# Speaker Verification using PyAnnote

This notebook compares two audio files and determines if they are spoken by the same person using a speaker embedding model from `pyannote.audio`.

It uses a pre-trained model from Hugging Face and compares embeddings with cosine similarity.


In [7]:

from pyannote.audio import Audio
from pyannote.audio.pipelines.speaker_verification import PretrainedSpeakerEmbedding
from scipy.spatial.distance import cosine
import torchaudio
import torch

# Load speaker embedding model from Hugging Face
model = PretrainedSpeakerEmbedding("pyannote/embedding", device="cpu")
audio = Audio(sample_rate=16000)


c:\Users\Aadil\anaconda3\envs\voice-auth-project-env\lib\site-packages\pytorch_lightning\utilities\migration\migration.py:208: You have multiple `ModelCheckpoint` callback states in this checkpoint, but we found state keys that would end up colliding with each other after an upgrade, which means we can't differentiate which of your checkpoint callbacks needs which states.

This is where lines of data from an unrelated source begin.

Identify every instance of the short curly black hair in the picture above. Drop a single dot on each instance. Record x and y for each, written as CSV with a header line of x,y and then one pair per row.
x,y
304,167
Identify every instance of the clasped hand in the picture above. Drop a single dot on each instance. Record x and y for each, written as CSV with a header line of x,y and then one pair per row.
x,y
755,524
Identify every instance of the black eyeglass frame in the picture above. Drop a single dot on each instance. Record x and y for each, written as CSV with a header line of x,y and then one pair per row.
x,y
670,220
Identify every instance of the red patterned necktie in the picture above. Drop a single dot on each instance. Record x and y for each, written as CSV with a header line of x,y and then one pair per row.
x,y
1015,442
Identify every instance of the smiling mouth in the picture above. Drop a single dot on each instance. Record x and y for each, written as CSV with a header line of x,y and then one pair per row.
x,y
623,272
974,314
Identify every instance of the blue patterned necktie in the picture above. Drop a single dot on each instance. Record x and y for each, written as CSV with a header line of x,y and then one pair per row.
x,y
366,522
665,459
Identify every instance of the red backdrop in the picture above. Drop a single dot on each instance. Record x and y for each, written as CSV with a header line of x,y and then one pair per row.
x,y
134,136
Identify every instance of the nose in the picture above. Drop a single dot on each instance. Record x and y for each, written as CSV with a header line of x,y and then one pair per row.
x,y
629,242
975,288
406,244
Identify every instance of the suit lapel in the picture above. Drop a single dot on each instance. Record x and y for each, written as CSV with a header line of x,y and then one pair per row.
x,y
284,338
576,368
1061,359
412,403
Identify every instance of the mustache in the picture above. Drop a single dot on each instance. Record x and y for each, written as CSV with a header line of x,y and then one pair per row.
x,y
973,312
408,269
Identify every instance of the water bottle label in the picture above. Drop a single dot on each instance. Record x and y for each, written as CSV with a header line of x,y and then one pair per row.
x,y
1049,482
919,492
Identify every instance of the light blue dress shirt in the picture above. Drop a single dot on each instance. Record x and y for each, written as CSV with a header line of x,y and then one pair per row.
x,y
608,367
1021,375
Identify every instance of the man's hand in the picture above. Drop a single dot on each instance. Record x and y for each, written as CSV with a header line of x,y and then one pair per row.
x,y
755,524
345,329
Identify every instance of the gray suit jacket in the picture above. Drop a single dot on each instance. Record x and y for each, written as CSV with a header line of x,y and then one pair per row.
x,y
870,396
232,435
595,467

At least one of your `ModelCheckpoint` callbacks will not be able to reload the state.
Lightning automatically upgraded your loaded checkpoint from v1.2.7 to v2.5.1. To apply the upgrade to your files permanently, run `python -m pytorch_lightning.utilities.upgrade_checkpoint C:\Users\Aadil\.cache\torch\pyannote\models--pyannote--embedding\snapshots\4db4899737a38b2d618bbd74350915aa10293cb2\pytorch_model.bin`


Model was trained with pyannote.audio 0.0.1, yours is 3.3.2. Bad things might happen unless you revert pyannote.audio to 0.x.
Model was trained with torch 1.8.1+cu102, yours is 2.5.1+cu121. Bad things might happen unless you revert torch to 1.x.


c:\Users\Aadil\anaconda3\envs\voice-auth-project-env\lib\site-packages\pytorch_lightning\core\saving.py:195: Found keys that are not in the model state dict but in the checkpoint: ['loss_func.W']


In [None]:
from scipy.spatial.distance import cosine

def get_embedding(file_path):
    waveform, sample_rate = audio(file_path)
    with torch.inference_mode():
        embedding = model(waveform)
    return embedding.squeeze()  

def compare_speakers(file1, file2, threshold=0.75):
    emb1 = get_embedding(file1)
    emb2 = get_embedding(file2)
    similarity = 1 - cosine(emb1, emb2)
    same_speaker = similarity >= threshold
    return similarity, same_speaker



In [17]:
file1 = "datasets/vox1_dev/id10001/1zcIwhmdeo4/00001.wav"
file2 = "datasets/vox1_dev/id11250/1BmQvhvvrhY/00001.wav"

similarity, same = compare_speakers(file1, file2)
print(f"Similarity: {similarity:.4f}")
print("Same speaker:" if same else "Different speakers")



Similarity: 0.1032
Different speakers